In Hispanics United of Buffalo, Inc. and Carlos Ortiz, ALJ Case No. 3-CA-27872, the ALJ ruled that five employees of a non-profit organization were unlawfully terminated for engaging in protected, concerted activity based on a series of Facebook posts which were made outside the workplace during non-working hours. The facts of the case are summarized in a prior blog post.

In finding a violation, the ALJ found the employees’ Facebook discussion constituted protected, concerted activity under Section 7 of the NLRA. When the first employee enlisted the support of her fellow employees to respond to criticism regarding their job performance, she was engaged in concerted activity just as much as “ordinary group activity” that does not take place online.

Applying a very liberal interpretation of concerted activity, the ALJ ruled that it was irrelevant that the employees were not trying to change their working conditions and did not communicate their concerns to their employer. The ALJ held that it was sufficient that the employees were taking a first step towards group action to defend themselves from a coworker’s accusations which they “could reasonably believe” the coworker may communicate to management.

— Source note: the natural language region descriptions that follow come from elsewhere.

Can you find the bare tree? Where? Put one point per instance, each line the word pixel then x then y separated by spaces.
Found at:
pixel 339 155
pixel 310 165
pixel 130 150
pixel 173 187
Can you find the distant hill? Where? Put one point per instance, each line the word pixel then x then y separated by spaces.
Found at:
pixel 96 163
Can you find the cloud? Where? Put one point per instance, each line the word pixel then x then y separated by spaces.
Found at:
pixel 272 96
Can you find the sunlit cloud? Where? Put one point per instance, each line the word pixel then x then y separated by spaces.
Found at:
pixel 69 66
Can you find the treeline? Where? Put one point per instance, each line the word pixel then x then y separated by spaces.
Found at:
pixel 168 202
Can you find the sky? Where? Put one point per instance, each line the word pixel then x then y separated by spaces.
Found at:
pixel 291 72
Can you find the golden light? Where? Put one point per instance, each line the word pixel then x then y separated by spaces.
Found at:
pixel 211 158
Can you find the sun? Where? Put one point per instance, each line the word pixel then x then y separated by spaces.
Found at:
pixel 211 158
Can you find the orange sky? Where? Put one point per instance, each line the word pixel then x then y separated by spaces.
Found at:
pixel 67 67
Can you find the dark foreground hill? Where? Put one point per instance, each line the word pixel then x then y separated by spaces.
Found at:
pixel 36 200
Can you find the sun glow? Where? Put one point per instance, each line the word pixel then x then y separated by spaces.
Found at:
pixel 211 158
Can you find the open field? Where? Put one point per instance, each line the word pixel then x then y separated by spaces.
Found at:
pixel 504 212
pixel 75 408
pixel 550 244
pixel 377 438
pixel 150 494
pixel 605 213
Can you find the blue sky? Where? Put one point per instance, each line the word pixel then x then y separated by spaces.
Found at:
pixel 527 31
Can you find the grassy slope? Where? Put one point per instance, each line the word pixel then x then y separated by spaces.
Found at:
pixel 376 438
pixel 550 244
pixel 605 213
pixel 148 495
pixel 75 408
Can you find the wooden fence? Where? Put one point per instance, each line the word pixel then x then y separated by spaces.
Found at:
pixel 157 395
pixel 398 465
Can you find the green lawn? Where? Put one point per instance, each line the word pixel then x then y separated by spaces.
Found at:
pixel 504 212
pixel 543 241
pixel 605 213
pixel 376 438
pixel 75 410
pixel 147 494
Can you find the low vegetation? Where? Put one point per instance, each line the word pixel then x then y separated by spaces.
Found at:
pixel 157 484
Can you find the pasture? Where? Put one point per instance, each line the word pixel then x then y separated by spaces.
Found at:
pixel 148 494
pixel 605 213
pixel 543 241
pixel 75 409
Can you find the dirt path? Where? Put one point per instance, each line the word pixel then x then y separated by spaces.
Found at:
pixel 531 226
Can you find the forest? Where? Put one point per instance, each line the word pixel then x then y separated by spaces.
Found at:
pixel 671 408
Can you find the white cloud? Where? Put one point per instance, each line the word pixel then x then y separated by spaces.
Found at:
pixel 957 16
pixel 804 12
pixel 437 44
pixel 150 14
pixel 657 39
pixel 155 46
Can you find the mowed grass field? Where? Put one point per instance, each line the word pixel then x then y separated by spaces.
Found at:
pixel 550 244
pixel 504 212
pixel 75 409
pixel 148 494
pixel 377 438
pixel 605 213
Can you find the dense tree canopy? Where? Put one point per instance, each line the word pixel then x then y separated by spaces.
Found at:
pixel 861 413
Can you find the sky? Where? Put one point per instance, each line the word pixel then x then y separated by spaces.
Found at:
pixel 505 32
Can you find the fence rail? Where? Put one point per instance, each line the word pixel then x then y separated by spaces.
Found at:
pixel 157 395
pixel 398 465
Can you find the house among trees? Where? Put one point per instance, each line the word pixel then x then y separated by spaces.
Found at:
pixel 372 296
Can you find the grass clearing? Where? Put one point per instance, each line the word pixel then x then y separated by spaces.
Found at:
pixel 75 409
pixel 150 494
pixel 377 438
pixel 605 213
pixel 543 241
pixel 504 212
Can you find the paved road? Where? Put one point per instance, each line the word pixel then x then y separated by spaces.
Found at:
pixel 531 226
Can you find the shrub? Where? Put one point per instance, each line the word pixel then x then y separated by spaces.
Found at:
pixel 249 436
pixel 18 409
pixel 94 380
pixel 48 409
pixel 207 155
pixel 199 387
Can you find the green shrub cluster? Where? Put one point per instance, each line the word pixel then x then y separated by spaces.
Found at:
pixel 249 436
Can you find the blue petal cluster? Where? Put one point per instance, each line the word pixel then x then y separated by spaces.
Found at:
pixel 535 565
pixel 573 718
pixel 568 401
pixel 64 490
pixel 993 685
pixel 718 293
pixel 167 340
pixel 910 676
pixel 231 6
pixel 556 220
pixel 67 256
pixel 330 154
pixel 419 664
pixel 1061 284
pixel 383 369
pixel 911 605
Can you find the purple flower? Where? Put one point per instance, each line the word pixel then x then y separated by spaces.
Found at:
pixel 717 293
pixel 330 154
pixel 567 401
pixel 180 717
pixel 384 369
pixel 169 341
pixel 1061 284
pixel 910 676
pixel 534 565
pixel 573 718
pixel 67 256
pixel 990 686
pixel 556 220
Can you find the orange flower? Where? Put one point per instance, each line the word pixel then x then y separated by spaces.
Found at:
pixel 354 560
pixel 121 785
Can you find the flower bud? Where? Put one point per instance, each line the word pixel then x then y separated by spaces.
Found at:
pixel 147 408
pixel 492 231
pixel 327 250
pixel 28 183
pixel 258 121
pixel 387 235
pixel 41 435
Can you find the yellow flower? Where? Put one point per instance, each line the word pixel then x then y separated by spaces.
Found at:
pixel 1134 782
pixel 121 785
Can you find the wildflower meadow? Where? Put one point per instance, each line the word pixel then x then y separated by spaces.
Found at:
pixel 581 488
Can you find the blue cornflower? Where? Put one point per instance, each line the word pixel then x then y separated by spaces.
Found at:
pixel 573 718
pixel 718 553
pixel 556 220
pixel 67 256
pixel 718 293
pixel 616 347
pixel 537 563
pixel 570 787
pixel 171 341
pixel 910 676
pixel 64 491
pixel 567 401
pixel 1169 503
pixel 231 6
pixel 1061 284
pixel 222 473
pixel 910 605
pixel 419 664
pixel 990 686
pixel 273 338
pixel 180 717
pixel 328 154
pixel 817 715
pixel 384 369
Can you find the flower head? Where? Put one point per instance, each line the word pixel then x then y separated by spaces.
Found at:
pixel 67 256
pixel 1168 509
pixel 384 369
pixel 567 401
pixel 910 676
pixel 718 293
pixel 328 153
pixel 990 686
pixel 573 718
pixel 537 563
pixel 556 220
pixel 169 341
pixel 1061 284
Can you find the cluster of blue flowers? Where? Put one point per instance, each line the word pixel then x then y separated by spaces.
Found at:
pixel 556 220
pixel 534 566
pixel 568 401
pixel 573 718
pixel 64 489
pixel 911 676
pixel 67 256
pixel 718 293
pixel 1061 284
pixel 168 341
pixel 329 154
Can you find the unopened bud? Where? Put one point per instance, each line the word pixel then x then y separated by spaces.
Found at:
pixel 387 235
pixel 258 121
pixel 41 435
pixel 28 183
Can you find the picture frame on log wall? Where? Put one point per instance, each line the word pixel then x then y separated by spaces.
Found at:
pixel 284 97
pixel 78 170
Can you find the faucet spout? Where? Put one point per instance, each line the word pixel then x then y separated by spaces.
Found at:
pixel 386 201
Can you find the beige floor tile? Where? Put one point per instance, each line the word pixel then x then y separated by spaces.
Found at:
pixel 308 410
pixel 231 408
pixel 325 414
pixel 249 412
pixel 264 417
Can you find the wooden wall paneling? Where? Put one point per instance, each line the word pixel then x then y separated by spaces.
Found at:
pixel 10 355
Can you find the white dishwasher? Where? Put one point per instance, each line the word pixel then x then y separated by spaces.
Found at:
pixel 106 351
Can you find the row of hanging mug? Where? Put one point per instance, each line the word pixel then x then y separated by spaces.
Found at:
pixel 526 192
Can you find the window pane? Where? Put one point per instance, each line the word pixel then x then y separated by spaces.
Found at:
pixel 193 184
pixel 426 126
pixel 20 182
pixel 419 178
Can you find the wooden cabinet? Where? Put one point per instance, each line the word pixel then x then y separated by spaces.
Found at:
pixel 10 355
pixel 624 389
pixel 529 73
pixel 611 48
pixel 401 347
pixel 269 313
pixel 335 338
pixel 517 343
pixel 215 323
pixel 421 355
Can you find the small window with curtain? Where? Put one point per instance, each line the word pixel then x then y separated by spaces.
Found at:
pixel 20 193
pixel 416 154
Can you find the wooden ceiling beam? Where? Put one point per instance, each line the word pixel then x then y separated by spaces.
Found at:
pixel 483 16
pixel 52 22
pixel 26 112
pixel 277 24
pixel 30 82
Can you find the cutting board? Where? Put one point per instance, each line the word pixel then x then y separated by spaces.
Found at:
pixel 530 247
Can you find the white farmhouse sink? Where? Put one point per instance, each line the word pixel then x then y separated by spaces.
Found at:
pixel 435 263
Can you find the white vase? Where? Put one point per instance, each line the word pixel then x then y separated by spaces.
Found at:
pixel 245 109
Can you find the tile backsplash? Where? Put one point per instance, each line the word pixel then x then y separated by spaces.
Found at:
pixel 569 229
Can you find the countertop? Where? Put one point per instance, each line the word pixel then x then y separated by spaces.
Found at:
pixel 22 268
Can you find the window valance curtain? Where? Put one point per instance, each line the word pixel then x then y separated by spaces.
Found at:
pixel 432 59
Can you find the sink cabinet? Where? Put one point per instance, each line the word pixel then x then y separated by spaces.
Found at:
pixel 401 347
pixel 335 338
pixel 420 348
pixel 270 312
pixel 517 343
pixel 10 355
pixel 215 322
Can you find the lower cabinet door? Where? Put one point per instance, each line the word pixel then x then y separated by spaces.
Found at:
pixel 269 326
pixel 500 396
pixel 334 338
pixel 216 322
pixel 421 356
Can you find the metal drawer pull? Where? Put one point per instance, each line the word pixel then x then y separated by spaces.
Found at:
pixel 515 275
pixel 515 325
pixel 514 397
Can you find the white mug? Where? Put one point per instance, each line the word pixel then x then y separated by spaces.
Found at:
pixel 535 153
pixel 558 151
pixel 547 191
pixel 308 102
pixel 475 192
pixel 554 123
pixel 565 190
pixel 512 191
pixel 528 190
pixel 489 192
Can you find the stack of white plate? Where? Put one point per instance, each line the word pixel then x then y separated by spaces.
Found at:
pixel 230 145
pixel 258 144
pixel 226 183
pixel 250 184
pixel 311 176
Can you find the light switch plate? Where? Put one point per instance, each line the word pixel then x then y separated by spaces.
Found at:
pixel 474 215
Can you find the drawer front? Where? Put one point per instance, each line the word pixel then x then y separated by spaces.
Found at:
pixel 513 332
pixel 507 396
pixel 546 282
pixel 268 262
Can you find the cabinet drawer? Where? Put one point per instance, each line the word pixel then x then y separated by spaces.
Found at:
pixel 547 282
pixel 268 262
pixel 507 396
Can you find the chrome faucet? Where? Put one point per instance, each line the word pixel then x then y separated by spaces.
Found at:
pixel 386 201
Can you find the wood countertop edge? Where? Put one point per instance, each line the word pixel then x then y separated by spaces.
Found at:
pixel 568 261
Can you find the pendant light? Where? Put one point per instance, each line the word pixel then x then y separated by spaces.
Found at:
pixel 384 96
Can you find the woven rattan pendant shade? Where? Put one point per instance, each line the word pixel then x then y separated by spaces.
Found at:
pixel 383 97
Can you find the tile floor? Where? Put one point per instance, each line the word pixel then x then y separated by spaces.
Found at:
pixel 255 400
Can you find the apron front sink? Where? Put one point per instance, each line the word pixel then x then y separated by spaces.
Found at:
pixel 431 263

Ultimately, the ALJ concluded that by discharging the five employees, the employer prevented them from taking any further group action regarding their coworker’s criticisms. It was irrelevant that there was no express evidence that the employees even intended to take further action in response to the criticism. The ALJ ordered HUB to reinstate the five employees with full back pay.

Under the NLRB’s process, the ALJ’s decision is now subject to appeal to the full NLRB. Thus, it is possible that the NLRB might rule differently, or the case may be settled before the NLRB has an opportunity to issue an opinion that would provide firm guidance. Nonetheless, the ALJ’s opinion is one that could be followed by other ALJs confronted with similar questions.

Practicing labor professionals know that issues surrounding employee rights with respect to social media are gaining increased attention. This is an area of the law that will continue to develop as more complex issues arise. Before addressing any issue with an employee regarding the use of social media during non-working hours, labor relations professionals should keep these recent developments in mind and thoroughly analyze the possibility of protected, concerted activity challenges to employee discipline.